Computerworld: Das DSG galt bislang als recht zahnlos. Hat es jetzt mehr Biss?

Ursula Uttinger: Es hat vielleicht ein klein wenig mehr Biss, weil der Eidgenössische Datenschutz- und Öffentlichkeitsbeauftragte (EDÖB) allenfalls eine Entscheidung weiterziehen kann. Nach wie vor geht es aber sehr lange, bis Entscheidungen fallen. Zudem muss man befürchten, dass es wie bis anhin kaum Kläger geben wird.

Welche geänderten Artikel sind aus Ihrer Sicht besonders wichtig?

Sicherlich ist Artikel 7a, in dem mehr Transparenz bei der Bearbeitung von besonders schützenswerten Daten und Persönlichkeitsprofilen gefordert wird, ein sehr wichtiger Artikel. Auch Artikel 6, der den grenzüberschreitenden Datenverkehr regelt, ist ein weiterer Meilenstein. Hier können beispielsweise multinationale Unternehmen Personendaten verschieben, wenn in der ganzen Firma die selben Datenschutzbestimmungen gelten. Dabei wird sozusagen der Konzernbegriff durch die Hintertüre eingeführt.
Was schliesslich ganz wichtig ist: Die Register über die Datensammlungen der Firmen sollen vom EDÖB nun öffentlich übers Internet zugänglich gemacht werden. Bis anhin wurden diese Listen in Buchform publiziert.

Was bedeutet das Ganze für die Praxis?

Neben den bereits erwähnten Punkten der grenzüberschreitenden Daten und des Transparenzgebots ist besonders für Firmen wichtig, dass nach Artikel 11a heute mehr Datensammlungen gemeldet werden müssen - es sei denn, man entledigt sich der Meldepflicht durch die Anstellung eines Datenschutzverantwortlichen oder unterzieht sich einer Zertifizierung.

«Datenschutz ist nicht sexy»

Wie verhält sich das Schweizerische DSG zu ausländischen, vergleichbaren Gesetzen?

Vieles ist mit den ausländischen Regelungen vergleichbar.
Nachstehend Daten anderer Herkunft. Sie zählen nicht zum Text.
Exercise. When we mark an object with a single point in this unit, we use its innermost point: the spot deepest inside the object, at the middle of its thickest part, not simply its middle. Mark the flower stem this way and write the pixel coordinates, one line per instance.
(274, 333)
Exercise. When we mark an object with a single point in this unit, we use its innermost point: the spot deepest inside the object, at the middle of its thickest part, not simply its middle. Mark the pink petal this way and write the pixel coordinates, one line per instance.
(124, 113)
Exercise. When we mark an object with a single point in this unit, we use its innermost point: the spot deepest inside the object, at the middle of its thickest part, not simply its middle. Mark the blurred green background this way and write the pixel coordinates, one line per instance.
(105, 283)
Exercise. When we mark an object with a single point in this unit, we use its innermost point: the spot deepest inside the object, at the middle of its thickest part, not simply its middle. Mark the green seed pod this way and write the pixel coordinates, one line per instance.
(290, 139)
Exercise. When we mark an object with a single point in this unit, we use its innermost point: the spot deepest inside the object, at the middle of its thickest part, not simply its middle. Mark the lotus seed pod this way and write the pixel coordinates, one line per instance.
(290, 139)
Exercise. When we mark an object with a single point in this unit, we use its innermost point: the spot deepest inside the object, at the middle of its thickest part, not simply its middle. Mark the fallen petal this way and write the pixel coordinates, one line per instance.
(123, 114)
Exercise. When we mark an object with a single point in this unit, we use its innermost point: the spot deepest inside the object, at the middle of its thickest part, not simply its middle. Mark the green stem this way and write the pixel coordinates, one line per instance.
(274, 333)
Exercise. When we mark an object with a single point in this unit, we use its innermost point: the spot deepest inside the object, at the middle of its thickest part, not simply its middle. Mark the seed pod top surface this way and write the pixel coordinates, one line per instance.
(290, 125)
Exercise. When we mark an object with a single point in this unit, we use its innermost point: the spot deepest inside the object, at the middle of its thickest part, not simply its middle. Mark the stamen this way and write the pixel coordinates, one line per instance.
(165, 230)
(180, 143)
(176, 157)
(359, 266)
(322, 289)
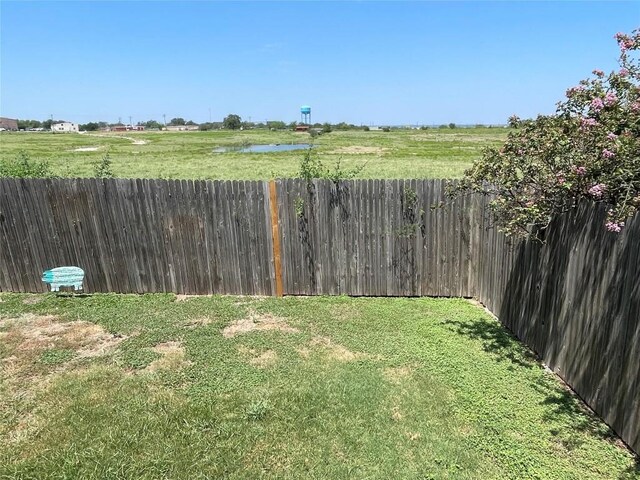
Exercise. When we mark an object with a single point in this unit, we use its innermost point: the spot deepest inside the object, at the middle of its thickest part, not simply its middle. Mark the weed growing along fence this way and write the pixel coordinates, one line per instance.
(574, 300)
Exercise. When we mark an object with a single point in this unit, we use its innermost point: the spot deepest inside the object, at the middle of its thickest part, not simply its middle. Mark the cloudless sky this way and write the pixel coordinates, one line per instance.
(359, 62)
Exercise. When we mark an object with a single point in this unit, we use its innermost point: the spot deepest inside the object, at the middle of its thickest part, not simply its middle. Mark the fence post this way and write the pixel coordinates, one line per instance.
(275, 233)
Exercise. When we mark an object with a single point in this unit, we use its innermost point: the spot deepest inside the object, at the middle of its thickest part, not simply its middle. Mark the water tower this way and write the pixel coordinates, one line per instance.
(305, 115)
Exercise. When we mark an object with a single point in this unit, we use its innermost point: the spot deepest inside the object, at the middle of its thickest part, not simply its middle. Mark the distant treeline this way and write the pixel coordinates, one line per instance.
(235, 122)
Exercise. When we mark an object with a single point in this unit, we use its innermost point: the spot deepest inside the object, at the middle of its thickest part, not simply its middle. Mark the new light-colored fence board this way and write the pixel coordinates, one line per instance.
(575, 300)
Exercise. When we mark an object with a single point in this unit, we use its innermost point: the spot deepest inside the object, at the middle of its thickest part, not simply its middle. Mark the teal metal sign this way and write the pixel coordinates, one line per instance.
(64, 277)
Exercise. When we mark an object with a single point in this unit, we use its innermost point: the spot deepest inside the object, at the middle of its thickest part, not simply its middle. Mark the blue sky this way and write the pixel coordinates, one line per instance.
(359, 62)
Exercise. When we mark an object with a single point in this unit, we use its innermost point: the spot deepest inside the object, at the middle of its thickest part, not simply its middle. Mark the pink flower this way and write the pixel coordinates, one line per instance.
(573, 90)
(597, 191)
(610, 99)
(588, 122)
(624, 41)
(614, 226)
(597, 104)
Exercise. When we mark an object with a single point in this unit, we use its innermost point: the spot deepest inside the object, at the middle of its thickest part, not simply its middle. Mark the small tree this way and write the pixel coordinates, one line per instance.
(589, 149)
(103, 167)
(232, 122)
Eine Besonderheit unseres DSG ist allerdings, dass wir als einziges Land den Begriff des Persönlichkeitsprofils eingeführt haben.
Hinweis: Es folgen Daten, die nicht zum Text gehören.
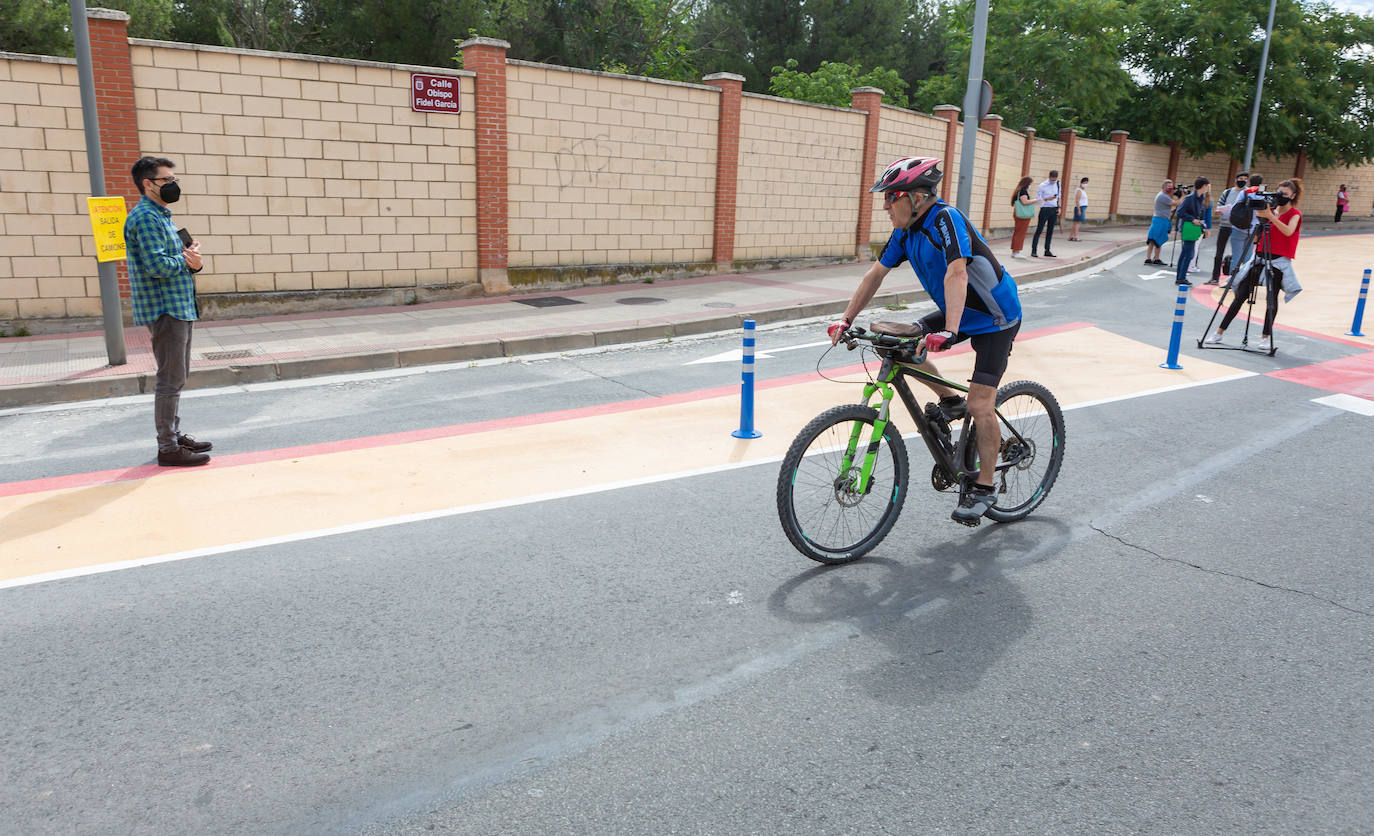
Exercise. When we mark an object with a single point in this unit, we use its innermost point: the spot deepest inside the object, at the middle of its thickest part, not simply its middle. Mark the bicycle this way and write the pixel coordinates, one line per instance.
(840, 491)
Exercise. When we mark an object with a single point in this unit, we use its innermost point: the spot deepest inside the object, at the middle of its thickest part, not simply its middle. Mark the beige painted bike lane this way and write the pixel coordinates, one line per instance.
(105, 521)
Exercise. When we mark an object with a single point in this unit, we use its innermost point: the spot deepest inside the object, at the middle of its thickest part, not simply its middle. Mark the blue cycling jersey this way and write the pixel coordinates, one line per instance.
(943, 235)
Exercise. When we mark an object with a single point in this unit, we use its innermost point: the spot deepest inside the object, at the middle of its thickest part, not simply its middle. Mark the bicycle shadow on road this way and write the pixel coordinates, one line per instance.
(947, 613)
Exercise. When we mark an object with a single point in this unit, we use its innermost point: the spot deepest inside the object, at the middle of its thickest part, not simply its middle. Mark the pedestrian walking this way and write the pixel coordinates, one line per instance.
(1080, 208)
(1049, 198)
(1022, 209)
(162, 290)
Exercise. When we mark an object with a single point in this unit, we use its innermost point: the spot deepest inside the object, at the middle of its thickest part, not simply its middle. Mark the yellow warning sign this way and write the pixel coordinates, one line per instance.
(107, 223)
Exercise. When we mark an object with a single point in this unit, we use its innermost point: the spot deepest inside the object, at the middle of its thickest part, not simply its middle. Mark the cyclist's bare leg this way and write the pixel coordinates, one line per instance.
(983, 407)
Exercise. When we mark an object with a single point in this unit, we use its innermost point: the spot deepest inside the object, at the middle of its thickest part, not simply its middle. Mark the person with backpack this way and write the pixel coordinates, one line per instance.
(1223, 215)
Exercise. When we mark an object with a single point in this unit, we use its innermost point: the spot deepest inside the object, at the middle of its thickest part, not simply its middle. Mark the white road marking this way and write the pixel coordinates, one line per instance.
(1347, 402)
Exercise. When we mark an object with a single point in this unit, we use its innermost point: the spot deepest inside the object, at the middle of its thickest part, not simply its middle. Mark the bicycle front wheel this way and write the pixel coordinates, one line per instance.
(1032, 455)
(822, 510)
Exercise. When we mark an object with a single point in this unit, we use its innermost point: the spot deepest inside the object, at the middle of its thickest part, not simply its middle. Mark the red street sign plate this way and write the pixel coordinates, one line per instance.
(436, 94)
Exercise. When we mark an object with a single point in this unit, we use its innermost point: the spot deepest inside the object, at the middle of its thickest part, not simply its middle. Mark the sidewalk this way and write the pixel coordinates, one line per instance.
(69, 367)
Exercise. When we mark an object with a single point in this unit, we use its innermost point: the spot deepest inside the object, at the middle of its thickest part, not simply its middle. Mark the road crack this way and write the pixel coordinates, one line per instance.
(1245, 578)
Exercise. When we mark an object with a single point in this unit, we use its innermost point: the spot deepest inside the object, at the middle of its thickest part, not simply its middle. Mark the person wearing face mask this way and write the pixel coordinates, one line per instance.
(162, 292)
(1271, 264)
(976, 297)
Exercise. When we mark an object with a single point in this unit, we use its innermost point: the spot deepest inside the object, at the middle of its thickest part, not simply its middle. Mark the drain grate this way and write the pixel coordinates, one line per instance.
(547, 301)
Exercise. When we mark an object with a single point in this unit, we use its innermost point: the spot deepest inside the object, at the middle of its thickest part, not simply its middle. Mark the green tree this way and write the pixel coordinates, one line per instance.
(1053, 63)
(830, 84)
(1198, 65)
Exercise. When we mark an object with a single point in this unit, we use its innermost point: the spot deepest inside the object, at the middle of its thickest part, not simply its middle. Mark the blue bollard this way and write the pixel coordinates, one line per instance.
(1176, 337)
(1359, 307)
(746, 387)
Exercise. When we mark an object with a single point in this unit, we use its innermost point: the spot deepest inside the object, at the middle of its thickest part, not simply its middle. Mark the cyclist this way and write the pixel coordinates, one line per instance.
(972, 290)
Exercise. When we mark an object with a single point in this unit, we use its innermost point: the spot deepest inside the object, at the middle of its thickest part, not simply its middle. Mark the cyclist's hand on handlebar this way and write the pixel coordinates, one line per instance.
(939, 341)
(836, 329)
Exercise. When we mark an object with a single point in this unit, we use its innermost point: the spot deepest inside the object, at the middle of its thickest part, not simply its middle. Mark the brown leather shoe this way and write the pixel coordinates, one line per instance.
(182, 457)
(896, 329)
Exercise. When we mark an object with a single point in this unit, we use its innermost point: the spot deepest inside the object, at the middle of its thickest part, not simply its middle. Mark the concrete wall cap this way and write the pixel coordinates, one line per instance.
(485, 41)
(353, 62)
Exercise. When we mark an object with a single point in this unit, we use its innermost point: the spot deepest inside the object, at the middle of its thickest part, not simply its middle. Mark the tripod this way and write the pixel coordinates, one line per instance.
(1260, 266)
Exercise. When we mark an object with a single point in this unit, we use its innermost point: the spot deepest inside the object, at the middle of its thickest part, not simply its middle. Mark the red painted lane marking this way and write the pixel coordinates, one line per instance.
(99, 477)
(1204, 296)
(1349, 376)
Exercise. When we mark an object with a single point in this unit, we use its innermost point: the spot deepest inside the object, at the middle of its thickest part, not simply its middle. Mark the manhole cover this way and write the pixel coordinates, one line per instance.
(547, 301)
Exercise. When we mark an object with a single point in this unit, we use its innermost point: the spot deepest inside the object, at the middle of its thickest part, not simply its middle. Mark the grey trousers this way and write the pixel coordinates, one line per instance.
(172, 352)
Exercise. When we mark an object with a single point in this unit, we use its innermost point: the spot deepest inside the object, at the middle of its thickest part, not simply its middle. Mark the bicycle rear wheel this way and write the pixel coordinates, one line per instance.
(820, 509)
(1035, 457)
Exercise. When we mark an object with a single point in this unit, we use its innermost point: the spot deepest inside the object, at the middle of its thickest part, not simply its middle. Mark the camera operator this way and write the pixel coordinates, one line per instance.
(1158, 234)
(1279, 241)
(1223, 212)
(1191, 226)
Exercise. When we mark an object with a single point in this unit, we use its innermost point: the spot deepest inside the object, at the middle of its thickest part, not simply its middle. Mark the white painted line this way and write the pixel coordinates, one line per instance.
(1347, 402)
(469, 509)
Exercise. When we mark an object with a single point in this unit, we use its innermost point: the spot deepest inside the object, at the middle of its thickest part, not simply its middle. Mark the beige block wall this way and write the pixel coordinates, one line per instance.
(902, 134)
(309, 175)
(609, 169)
(1143, 169)
(798, 179)
(47, 253)
(1095, 161)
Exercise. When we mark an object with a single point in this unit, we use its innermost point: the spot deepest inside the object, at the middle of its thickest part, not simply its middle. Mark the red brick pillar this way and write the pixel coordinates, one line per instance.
(727, 167)
(951, 114)
(487, 58)
(113, 70)
(870, 101)
(1117, 136)
(1066, 187)
(992, 124)
(1027, 151)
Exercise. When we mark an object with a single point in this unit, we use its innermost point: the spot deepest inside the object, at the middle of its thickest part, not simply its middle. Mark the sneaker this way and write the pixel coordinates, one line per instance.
(193, 444)
(182, 457)
(973, 505)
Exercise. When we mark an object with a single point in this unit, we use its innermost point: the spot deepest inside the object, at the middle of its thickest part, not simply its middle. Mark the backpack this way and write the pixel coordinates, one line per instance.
(1241, 213)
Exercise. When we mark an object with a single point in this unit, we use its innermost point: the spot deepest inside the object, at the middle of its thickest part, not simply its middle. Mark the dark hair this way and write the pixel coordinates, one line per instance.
(1020, 186)
(147, 168)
Wer definiert dabei, was ein Persönlichkeits-profil ist, respektive was es beinhaltet?

In Artikel 3d heisst es, Persönlichkeitsprofile seien «eine Zusammenstellung von Daten, die eine Beurteilung wesentlicher Aspekte der Persönlichkeit einer natürlichen Person erlaubt». Aber was sind wesentliche Aspekte der Persönlichkeit? Hier werden erst Gerichte entscheiden müssen, was wir darunter zu verstehen haben.
Was allerdings sicher ist: Die Wirtschaft wehrt sich dagegen und behauptet so gut als möglich, dass sie keine Persönlichkeitsprofile anlegt. Denn sobald man zugibt, dass man Persönlichkeitsprofile unterhält, käme der Artikel 7a zur Anwendung. Und der damit verbundene Mehraufwand wird von den Firmen gescheut.

Welche Branchen wären von dieser Neuerung besonders betroffen?
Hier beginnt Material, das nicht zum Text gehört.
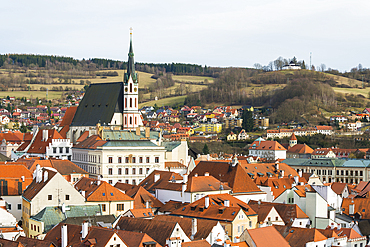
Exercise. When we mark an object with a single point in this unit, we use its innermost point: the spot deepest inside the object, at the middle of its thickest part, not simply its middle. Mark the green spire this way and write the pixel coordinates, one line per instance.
(131, 63)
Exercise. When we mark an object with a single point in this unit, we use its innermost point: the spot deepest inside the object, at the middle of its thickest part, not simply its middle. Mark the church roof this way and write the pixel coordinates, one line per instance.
(99, 104)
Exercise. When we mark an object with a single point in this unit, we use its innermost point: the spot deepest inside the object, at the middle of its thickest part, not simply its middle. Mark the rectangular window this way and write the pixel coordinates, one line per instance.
(120, 207)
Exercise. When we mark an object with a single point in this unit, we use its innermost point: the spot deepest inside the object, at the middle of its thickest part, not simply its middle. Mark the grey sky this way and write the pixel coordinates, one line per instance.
(215, 33)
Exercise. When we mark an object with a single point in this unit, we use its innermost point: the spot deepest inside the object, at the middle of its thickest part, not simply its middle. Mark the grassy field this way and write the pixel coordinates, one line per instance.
(32, 94)
(355, 91)
(187, 78)
(165, 101)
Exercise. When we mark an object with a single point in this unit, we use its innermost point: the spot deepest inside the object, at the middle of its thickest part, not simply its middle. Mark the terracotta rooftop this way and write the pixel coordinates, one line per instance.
(233, 176)
(204, 227)
(298, 237)
(267, 236)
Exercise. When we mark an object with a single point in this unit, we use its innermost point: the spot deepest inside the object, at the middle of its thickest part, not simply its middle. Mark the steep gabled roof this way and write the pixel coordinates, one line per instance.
(298, 237)
(92, 142)
(99, 104)
(288, 212)
(156, 229)
(205, 183)
(12, 183)
(100, 191)
(267, 236)
(34, 188)
(204, 227)
(234, 176)
(140, 196)
(216, 209)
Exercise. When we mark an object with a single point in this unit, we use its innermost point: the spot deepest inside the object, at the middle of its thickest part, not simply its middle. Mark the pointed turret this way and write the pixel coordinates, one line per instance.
(130, 63)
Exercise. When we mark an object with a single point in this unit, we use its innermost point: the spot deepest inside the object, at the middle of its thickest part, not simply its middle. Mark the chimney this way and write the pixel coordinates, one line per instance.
(45, 176)
(194, 228)
(64, 236)
(156, 177)
(185, 178)
(206, 202)
(147, 132)
(85, 229)
(281, 173)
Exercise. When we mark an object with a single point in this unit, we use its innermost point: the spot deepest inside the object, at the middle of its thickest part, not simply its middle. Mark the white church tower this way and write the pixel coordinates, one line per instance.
(131, 116)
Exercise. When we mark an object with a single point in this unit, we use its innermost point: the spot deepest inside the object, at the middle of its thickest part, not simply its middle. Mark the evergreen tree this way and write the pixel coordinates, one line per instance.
(205, 149)
(248, 121)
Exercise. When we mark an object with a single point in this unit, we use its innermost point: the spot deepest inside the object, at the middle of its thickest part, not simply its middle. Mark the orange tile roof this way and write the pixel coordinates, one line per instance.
(140, 195)
(12, 174)
(39, 145)
(300, 149)
(234, 176)
(92, 142)
(205, 183)
(100, 191)
(68, 116)
(298, 237)
(260, 239)
(217, 209)
(34, 188)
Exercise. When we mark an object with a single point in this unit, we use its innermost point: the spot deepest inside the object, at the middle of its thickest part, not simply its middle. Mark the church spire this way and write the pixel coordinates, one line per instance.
(131, 63)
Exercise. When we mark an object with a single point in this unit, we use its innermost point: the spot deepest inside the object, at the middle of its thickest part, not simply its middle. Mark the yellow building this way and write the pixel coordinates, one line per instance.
(210, 128)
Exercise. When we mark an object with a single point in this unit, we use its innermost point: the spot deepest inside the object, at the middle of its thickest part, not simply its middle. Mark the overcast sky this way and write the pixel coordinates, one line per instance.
(213, 33)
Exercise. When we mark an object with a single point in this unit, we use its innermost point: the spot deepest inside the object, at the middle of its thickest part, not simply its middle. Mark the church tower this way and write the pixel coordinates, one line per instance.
(131, 117)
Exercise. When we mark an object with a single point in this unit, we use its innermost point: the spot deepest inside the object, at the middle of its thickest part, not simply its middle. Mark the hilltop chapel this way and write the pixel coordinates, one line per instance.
(110, 141)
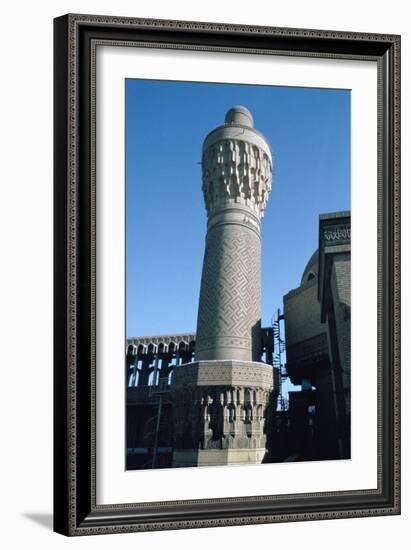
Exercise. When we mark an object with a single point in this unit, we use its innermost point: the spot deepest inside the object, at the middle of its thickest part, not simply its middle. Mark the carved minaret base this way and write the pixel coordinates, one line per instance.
(221, 402)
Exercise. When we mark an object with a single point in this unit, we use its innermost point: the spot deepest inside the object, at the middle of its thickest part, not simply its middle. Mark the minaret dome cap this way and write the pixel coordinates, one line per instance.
(239, 115)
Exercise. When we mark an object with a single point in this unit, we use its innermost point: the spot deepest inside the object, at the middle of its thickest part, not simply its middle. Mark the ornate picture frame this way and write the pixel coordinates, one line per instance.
(76, 510)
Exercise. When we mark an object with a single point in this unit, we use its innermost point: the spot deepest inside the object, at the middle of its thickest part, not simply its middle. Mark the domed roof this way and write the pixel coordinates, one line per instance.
(239, 115)
(311, 269)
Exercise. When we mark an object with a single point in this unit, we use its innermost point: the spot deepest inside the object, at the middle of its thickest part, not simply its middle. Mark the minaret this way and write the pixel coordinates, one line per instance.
(222, 400)
(237, 169)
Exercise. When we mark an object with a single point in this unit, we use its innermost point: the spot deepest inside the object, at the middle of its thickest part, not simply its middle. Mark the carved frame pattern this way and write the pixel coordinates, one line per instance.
(76, 38)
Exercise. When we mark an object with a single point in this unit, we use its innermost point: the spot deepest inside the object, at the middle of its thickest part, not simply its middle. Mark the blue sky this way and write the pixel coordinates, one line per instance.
(166, 122)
Zum Beispiel Adresshändler: Bei ihnen zeigen sich die Schwierigkeiten, die im Begriff Persönlichkeitsprofil stecken. Denn die Daten, die diese Firmen sammeln, sind an sich noch kein Persönlichkeitsprofil. Allerdings reichern viele Adresshändler die blanken Adressdaten mit weiteren Informationen an. Dabei werden beispielsweise anhand der Wohnanschrift Mutmassungen über die Gewohnheiten und über die Kaufkraft der Bewohner ermittelt. Dies geschieht natürlich wiederum anhand von frei zugänglichen Informationen wie Statistiken über das entsprechende Wohnquartier. Daher sagen diese Firmen nicht «Herr x gehört zur Gruppe y», sondern «mit überwiegender Wahrscheinlichkeit ist davon auszugehen, dass Herr x zur Gruppe y gehört». Die Frage, die sich daraus ergibt lautet: Ist das schon ein Persönlichkeitsprofil?

Aber diese Firmen werben ja genau damit, dass sie für den Versand von Werbung sehr genau Bescheid wissen, wen man anschreiben soll.

Ja, richtig. Und hier habe ich auch schon Vertreter dieser Branche gewarnt, dass sie dies in Zukunft anders kommunizieren müssen. Denn eigentlich erstellen sie kein Persönlichkeitsprofil, erwecken aber oft den gegenteiligen Eindruck.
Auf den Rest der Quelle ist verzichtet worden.